Makinoさまから《亀はまれにキュッと鳴くだけで、4匹ぐらい居ても、ちっともうるさくないです。》というコメントを頂戴したので思い出した。五円玉十九枚と組紐などでできた蓑亀(みのがめ)。老母の箪笥の奥深くにしまい込まれていた。どうやら伝統的な(?)手芸の一種のようである(
五円玉手芸の親子亀)。
亀鳴くについては
田中美穂さんの新刊『亀のひみつ』
http://sumus.exblog.jp/18878017/
から鳴き声ではなく擦過音(さっかおん)だという説を引用したことがある。そのときに《『俳諧歳時記』(享和三年、一八〇三年)にも収められているということだが》と書いた。その享和三年『俳諧歳時記』を先頃入手した(上巻だけなので奥付がない)。滝沢馬琴が編輯し、初めて「俳諧歳時記」を表題とした書物だそうだ。
「二月」の部にたしかに《亀鳴 夫木集 亀も田にしも月のあかき夜にハ鳴ものなり》とある。夫木集は鎌倉後期の私撰和歌集(藤原長清撰)で延慶三年(1310)ごろの成立。ということは藤原為家の「亀のなくなり」はここに収録されているのだろうと思って検索してみると、やはりそうだった。
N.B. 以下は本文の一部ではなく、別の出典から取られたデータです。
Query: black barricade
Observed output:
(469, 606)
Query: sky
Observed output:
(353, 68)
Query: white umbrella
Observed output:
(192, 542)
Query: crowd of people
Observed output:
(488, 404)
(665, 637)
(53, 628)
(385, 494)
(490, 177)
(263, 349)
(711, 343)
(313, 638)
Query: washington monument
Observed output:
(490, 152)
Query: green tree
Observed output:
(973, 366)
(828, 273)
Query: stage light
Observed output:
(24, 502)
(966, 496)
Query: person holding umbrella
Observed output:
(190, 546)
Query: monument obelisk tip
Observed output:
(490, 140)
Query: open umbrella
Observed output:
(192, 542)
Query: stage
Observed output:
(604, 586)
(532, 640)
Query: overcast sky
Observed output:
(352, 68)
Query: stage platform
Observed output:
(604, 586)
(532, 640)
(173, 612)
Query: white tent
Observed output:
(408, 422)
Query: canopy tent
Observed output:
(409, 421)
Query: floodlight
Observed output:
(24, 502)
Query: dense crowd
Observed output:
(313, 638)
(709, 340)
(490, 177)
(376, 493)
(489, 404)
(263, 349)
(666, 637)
かはこしの-みちのなかちの-ゆふやみに-なにそときけは-かめそなくなる 為家
他にもおめでたいだけに亀の歌はかなりたくさんあった。蓑亀や亀島(亀が神仙山を背負う伝説)といったテーマも頻出。ごく一部を引用してみる(
『夫木抄(夫木和歌抄)』日文研データベースより)。
かめのをの-やまのいはねの-みやつくり-うこきなきよの-ためしなるへし 為家
わたつみの-そこにねささぬ-うきしまは-かめのせなかに-つめるちりかも 能宣
やすかはの-みなそこみえて-いるかめの-よろつよしりて-あそふをそみる 兼盛
かはのせに-うきたるかめの-さしくしは-みしよなからの-しるしなりけり 光俊
よつのうみ-をさまれるよは-おとにきく-かめのみやまも-なみそこすらむ 俊成
わかこひは-かめのうへなる-やまなれや-なをのみききて-みるときもなし 基家
なお、宮地伝三郎『俳風動物記』(岩波新書、一九八四年)では「田螺(タニシ)鳴く」が考察されているというから、いずれ読んでみたいもの。